May 16, 2013
After a looooooong absence, I finally made it back to Trükimuuseum in Tartu for another residency stint. If you’ve been following along, ‘part one’ was all about linocut, but it soon became apparent to me (see my post titled ‘problem-solving 101′) that linocut would not work well for the thin and delicate drawings I needed to reproduce. I wanted something non-toxic, which ruled out a lot of printmaking techniques, but not drypoint. With drypoint there is a plate and ink and paper and a press. It is the simplest printmaking method, and there is no acid bath. It does, however, take a rather long time to produce one print.

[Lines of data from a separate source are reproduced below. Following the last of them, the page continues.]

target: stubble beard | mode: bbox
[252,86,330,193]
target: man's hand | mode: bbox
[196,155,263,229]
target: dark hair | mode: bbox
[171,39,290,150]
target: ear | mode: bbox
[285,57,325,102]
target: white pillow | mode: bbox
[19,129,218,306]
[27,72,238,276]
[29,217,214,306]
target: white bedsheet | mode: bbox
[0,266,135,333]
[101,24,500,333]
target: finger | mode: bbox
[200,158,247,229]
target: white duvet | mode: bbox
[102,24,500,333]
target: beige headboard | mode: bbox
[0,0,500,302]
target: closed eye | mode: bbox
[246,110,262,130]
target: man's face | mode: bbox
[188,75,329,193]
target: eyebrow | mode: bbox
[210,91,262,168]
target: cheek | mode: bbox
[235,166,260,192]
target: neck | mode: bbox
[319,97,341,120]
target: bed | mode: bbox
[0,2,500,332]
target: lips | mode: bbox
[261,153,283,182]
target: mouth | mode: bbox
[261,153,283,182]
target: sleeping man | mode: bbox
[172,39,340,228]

But I’m getting ahead of myself. As I mentioned in ‘problem-solving 101′, I wanted to try a plate made of illustration board coated with wood varnish. Partially because I really like working with all things paper, and because it is a cheap option and it’s less upsetting if I have to trash a plate and start over. So I bought two large sheets of illustration board when I was in Austin, which my father cut into smaller plates for me. I brought the plates to Tallinn and began the hunt for wood varnish. Considering the ample forests in this country and the common use of wood for both home interiors and exteriors, I assumed it would be a short hunt. But no. I visited store after store, but could not find simple glossy water-based wood varnish. I finally settled on Le Tonkinois, though a small tin cost 10€.
I brushed a layer of this varnish on 16 plates in preparation for my trip. They were dry by morning, so I packed them up and headed to Tartu. I worried that the normal method of transferring images would damage the varnish, so I wanted to try a type of carbon copying, but couldn’t find the materials I needed in the studio. So I focused on other aspects of the project until I figured out what to do about that.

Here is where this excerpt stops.